We use morphine specifically for hypertensive crisis, we don't use benzos. I took this as the drug that is more likely to cause a drop in BP to be morphine. Am I wrong?
 
Last edited by a moderator:
I agree. I've seen opiates tank a blood pressure. I dropped a pt's BP substantially with just 2mg morphine. I have yet to see benzos tank a blood pressure. I'm not saying it isn't going to happen, I'm just not inclined to say that benzos are more likely to tank a blood pressure than opiates, specifically morphine. Again, I've not been doing this as long as most of the people here, so I could very quickly change my mind about that.

We use morphine specifically for hypertensive crisis, we don't use benzos. I took this as the drug that is more likely to cause a drop in BP to be morphine. Am I wrong?
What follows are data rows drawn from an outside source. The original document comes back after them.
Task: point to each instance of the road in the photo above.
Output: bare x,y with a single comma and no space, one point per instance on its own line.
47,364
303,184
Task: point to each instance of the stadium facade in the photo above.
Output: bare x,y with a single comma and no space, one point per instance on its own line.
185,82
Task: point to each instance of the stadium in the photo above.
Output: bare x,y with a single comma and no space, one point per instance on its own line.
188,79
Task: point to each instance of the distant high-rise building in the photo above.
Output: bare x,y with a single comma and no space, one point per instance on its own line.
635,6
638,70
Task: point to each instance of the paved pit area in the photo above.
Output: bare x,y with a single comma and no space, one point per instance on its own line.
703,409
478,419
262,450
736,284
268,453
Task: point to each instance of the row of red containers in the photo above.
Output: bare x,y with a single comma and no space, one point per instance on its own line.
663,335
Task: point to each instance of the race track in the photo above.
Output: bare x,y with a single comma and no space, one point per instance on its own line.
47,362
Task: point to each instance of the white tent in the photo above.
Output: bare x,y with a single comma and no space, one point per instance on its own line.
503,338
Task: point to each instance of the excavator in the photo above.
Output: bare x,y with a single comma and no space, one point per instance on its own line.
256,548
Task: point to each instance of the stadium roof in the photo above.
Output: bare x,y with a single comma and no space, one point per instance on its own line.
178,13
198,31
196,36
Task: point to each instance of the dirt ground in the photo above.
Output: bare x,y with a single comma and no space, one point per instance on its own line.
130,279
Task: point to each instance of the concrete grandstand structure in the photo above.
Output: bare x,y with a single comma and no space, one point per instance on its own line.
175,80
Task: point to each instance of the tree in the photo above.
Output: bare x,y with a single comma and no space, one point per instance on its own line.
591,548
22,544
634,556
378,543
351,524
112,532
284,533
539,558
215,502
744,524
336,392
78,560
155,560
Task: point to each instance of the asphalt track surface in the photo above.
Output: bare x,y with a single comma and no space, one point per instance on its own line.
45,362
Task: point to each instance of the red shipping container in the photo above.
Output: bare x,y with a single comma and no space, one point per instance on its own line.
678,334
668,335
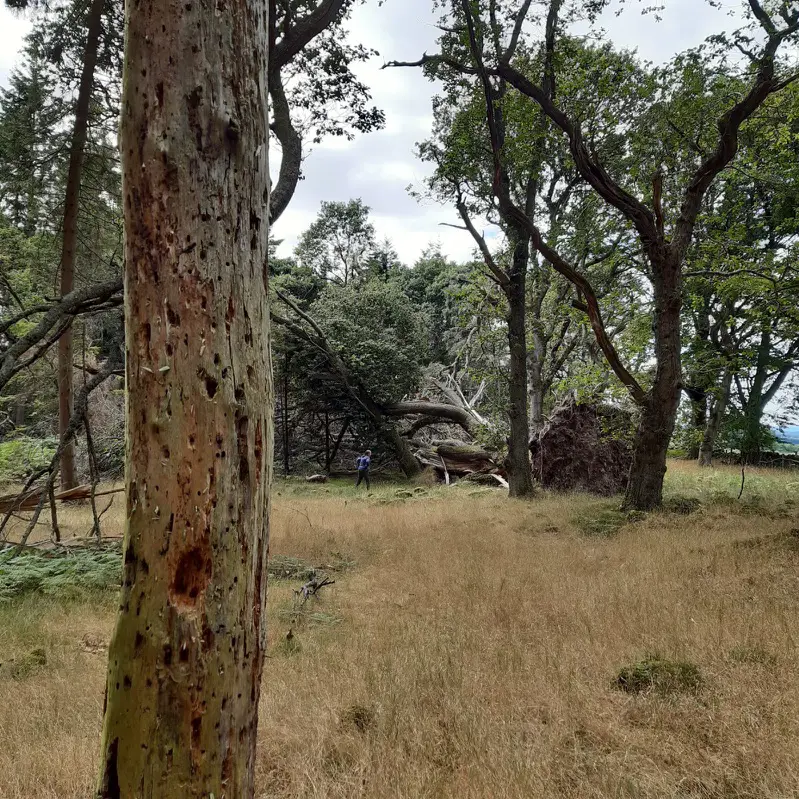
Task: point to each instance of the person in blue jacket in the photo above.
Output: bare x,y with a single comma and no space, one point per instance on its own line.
363,463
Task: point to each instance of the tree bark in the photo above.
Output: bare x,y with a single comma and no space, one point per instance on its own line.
659,408
520,470
69,238
536,385
715,418
187,653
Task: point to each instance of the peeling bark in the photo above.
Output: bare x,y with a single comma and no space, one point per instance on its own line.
187,653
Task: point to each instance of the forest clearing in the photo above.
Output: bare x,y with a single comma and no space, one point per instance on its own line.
469,647
466,329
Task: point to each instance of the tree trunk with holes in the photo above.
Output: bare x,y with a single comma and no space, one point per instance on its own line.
187,653
659,409
69,234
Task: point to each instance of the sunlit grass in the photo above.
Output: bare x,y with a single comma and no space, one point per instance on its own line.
470,645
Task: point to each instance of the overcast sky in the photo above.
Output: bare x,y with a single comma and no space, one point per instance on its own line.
378,167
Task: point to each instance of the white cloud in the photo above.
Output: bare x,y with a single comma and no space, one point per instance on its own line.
13,28
378,167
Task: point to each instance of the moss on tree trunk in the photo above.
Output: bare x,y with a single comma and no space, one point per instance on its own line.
187,653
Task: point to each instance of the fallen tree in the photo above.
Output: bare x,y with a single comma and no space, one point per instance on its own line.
408,453
584,447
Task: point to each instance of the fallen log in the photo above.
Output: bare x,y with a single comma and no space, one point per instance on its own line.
454,458
30,499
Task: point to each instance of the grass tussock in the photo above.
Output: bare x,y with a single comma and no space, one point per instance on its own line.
655,673
470,648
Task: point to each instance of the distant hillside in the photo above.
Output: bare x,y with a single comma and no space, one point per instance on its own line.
789,435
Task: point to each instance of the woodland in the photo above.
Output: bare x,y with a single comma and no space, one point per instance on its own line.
620,350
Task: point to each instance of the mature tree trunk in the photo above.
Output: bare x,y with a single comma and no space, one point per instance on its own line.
520,470
715,418
69,238
659,407
536,385
187,653
698,397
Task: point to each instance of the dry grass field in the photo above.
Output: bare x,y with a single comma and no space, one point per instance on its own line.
470,649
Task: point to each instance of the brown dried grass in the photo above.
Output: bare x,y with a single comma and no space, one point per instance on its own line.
477,642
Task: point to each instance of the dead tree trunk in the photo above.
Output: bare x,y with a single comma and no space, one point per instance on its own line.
659,406
69,237
715,418
187,653
520,472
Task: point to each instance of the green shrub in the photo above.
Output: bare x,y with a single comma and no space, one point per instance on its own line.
19,457
70,574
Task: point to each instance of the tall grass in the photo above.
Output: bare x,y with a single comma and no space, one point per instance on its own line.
471,649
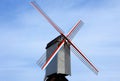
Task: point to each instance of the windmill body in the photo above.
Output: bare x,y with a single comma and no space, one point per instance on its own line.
57,61
61,62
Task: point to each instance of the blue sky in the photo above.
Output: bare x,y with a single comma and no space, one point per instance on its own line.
24,34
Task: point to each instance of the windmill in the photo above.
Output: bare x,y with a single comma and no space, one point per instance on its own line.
56,60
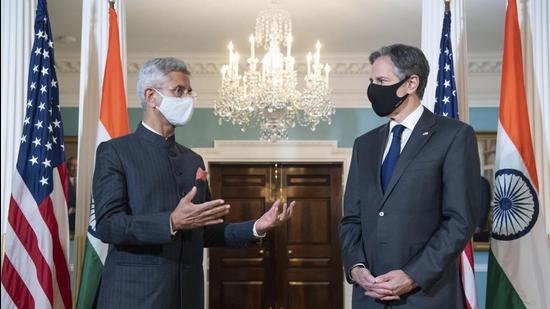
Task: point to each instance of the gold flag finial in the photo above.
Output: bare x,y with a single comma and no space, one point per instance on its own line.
447,5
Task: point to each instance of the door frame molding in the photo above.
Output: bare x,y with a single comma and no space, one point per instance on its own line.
281,151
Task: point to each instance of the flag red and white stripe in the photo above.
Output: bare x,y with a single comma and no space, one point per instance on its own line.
446,104
35,272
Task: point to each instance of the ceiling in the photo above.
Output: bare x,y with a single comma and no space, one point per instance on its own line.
343,26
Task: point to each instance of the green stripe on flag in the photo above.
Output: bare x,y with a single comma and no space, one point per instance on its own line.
91,274
500,292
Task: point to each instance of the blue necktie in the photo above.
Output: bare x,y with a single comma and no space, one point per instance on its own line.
393,155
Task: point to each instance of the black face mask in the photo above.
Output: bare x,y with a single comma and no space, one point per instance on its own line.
384,99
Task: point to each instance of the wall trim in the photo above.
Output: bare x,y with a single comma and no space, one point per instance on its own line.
341,64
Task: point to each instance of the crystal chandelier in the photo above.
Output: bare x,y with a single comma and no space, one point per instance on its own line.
265,93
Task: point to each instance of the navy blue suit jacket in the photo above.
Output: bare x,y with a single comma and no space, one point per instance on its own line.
423,220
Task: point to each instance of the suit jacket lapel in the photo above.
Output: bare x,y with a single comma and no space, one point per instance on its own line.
380,144
419,137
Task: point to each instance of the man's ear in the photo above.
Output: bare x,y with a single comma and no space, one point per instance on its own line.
149,95
413,83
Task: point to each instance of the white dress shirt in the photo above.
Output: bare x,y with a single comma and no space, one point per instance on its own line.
409,123
171,229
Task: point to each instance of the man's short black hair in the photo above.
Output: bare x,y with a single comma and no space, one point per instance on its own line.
407,61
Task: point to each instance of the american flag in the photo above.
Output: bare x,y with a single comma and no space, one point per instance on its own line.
446,104
35,271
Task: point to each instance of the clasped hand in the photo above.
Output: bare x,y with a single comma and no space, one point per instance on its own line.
189,216
389,286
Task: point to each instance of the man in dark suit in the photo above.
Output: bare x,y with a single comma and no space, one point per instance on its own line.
409,206
153,203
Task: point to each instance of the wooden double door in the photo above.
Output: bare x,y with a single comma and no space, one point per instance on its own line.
298,264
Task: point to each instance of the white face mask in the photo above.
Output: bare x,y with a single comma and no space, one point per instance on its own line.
177,111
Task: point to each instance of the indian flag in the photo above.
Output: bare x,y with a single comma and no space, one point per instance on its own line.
113,122
519,258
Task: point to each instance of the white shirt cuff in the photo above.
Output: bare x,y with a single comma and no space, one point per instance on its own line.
356,265
256,232
171,229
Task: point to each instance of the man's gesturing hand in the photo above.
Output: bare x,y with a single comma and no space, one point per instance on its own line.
188,215
367,281
273,218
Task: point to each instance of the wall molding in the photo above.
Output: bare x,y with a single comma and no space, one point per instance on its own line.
349,78
339,65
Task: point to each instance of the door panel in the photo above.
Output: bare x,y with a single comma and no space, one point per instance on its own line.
237,276
298,264
313,275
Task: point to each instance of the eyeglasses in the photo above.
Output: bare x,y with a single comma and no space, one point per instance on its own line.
182,92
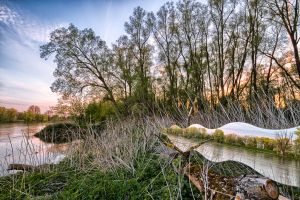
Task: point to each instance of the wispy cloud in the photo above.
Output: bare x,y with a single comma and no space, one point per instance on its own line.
24,77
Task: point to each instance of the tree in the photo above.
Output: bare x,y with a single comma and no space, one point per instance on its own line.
287,14
164,32
139,30
84,62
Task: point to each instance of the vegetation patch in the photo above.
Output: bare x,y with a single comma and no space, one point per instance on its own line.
60,133
280,146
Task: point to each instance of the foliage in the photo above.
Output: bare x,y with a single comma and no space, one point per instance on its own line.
66,182
196,133
32,115
8,115
60,133
297,142
100,111
209,51
218,136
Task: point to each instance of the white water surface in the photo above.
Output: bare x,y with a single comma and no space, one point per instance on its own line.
245,129
281,170
19,145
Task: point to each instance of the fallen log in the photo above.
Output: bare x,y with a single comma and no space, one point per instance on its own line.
257,187
221,187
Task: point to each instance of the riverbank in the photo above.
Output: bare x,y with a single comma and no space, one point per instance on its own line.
281,147
123,162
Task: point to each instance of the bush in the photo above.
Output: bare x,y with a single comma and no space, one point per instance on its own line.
100,111
297,142
60,133
218,136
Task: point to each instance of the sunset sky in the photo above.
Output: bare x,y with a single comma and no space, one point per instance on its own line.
25,78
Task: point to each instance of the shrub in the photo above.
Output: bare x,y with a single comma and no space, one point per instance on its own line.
60,133
100,111
218,136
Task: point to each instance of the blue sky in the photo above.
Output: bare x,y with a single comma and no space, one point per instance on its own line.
25,78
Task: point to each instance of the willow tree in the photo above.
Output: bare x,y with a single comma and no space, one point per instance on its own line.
138,29
84,62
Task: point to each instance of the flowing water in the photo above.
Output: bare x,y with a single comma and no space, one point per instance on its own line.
19,145
284,171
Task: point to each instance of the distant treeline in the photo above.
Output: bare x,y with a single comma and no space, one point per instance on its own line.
33,114
207,52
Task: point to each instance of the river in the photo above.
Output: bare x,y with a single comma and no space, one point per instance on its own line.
284,171
19,145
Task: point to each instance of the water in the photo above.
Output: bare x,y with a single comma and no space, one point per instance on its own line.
284,171
19,145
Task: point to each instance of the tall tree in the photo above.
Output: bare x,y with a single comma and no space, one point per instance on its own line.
84,62
139,30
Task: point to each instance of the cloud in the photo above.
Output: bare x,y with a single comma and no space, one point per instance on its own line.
25,77
26,25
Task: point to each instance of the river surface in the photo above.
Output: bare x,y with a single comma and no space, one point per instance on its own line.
19,145
284,171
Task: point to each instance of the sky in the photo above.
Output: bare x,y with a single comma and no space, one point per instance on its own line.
25,25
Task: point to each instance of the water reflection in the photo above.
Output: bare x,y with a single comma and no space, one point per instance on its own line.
281,170
18,145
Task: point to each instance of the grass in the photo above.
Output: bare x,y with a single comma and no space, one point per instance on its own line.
126,161
121,162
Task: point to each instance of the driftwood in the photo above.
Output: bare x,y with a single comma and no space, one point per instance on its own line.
245,187
29,168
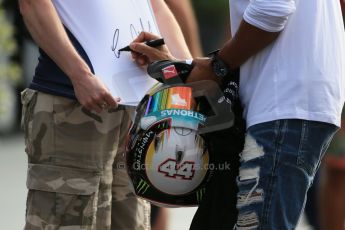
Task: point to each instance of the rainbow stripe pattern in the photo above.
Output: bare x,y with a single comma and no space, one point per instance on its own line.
179,97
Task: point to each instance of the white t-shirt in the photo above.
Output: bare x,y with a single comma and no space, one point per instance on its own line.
301,75
102,27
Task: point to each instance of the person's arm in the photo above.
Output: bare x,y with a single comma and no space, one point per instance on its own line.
261,25
48,32
175,48
170,30
184,14
248,41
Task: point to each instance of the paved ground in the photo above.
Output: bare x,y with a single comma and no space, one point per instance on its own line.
13,190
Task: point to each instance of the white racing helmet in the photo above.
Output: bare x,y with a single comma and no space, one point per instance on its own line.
167,159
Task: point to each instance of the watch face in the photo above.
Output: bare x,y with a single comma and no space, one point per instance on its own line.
219,68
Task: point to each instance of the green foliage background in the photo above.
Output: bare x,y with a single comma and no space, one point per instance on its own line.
8,70
213,19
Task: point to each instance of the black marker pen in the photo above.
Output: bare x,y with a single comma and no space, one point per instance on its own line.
151,43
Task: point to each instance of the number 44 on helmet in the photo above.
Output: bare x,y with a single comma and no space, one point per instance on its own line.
167,158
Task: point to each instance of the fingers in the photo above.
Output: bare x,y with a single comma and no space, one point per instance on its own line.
146,36
101,103
111,101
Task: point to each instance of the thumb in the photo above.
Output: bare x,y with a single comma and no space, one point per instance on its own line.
141,48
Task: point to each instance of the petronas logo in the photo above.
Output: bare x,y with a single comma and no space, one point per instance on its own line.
142,186
200,194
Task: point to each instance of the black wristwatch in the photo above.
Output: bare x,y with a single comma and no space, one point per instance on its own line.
219,67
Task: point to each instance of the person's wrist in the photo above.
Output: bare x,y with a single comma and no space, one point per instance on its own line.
219,67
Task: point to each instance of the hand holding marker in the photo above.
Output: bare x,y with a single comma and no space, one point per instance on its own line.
151,43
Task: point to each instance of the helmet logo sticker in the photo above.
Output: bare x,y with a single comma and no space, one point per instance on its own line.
169,72
176,99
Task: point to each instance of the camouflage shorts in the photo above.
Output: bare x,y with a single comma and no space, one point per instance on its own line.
76,172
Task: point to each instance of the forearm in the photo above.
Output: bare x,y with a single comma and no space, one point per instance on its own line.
248,41
262,22
48,32
170,30
184,14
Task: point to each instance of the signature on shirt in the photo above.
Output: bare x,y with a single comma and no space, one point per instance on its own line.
134,31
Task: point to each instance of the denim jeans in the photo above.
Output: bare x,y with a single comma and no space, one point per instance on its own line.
278,164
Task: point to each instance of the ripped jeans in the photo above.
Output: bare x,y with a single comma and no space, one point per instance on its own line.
278,164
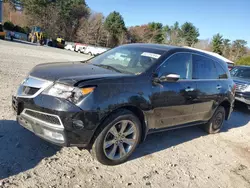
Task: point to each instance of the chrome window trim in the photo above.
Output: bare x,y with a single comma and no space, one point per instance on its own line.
46,123
191,53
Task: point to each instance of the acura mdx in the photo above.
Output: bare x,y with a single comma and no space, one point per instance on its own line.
110,103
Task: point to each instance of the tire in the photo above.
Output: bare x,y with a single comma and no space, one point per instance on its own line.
215,124
111,150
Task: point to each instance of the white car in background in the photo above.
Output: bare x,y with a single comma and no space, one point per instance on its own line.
79,46
93,50
70,46
101,50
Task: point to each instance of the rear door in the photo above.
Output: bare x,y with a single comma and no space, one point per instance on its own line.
173,101
208,87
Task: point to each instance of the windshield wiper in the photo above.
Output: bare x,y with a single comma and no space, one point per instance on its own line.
108,67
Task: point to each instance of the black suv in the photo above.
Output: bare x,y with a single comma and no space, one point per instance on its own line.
111,102
241,77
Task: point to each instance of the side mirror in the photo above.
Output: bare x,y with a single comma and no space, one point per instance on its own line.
169,78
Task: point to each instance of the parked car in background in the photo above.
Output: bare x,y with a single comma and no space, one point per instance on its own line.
82,49
101,50
229,62
110,104
241,77
79,46
91,50
70,46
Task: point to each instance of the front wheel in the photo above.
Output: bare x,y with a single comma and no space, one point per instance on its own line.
118,138
215,124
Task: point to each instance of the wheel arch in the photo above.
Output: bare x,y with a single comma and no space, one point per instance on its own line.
226,104
135,110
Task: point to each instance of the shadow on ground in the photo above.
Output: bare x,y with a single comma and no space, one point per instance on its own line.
20,150
164,140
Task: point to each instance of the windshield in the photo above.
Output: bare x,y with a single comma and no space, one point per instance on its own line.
129,59
243,72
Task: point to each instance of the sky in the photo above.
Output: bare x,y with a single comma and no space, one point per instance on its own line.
231,18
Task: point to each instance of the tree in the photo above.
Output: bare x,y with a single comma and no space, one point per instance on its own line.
139,33
71,12
172,34
226,47
92,31
238,49
57,17
244,61
155,34
189,33
115,26
217,42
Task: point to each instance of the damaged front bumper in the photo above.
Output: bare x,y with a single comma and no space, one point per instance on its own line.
53,133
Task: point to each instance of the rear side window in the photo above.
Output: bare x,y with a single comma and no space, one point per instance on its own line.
203,68
180,64
222,74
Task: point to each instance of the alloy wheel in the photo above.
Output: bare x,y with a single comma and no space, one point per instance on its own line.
120,139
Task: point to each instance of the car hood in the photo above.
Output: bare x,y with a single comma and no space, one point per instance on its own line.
72,72
241,80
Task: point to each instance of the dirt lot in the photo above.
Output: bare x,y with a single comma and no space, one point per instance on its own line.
179,158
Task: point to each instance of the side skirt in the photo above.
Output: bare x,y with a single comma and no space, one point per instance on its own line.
151,131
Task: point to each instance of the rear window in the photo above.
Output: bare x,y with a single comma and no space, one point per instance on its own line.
204,68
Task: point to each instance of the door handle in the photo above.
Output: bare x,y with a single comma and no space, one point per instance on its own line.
189,89
218,87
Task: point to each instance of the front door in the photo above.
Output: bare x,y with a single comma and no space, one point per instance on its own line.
173,101
208,87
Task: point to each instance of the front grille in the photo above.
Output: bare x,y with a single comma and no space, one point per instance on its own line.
30,90
241,86
52,119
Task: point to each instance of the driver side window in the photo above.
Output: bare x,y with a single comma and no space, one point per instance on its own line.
180,64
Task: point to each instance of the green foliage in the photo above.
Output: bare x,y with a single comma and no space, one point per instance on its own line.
189,33
26,29
186,34
57,17
238,49
217,42
115,26
156,33
244,61
9,25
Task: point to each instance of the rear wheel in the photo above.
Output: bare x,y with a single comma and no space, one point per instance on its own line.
118,138
215,124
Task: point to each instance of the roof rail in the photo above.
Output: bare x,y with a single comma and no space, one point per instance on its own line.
211,53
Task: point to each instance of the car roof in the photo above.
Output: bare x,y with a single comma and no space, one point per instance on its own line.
152,46
213,54
178,48
243,66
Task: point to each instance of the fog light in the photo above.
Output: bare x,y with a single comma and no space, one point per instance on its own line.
53,135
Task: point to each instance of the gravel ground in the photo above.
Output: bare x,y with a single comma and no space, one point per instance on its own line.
180,158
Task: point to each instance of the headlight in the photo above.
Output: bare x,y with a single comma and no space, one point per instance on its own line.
70,93
247,89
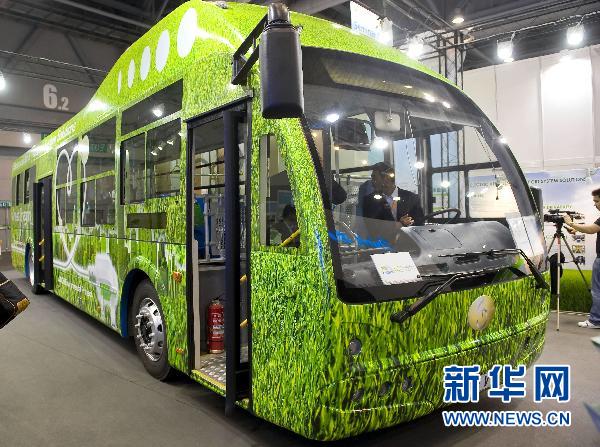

:blink: What do you use morphine for during a hypertensive crisis? Headache?

Theoretically any drug with anxiolytic properties has the propensity to lower blood pressure.
 
We use morphine and nitro specifically for the hypotensive side effects. We also use it for pulmonary edema.
 
We use morphine and nitro specifically for the hypotensive side effects. We also use it for pulmonary edema.

no Labetalol? I have never heard of morphine as a first like treatment for hypertension. I can understand the morphine/nitro in pulmonary edema but there are so many better options for hypertensive crisis.
 
no Labetalol? I have never heard of morphine as a first like treatment for hypertension. I can understand the morphine/nitro in pulmonary edema but there are so many better options for hypertensive crisis.

True, but none in use in high-dee-hoe.
 
We use morphine and nitro specifically for the hypotensive side effects. We also use it for pulmonary edema.

Ever heard of rebound/reflex hypertension with nitro? Or seen it?

A little counterproductive for those patients in a hypertensive crisis.

We carry metoprolol but have no protocol for it except for STEMI patients who meet certain parameters. Medics call for orders for it though all the time and get them.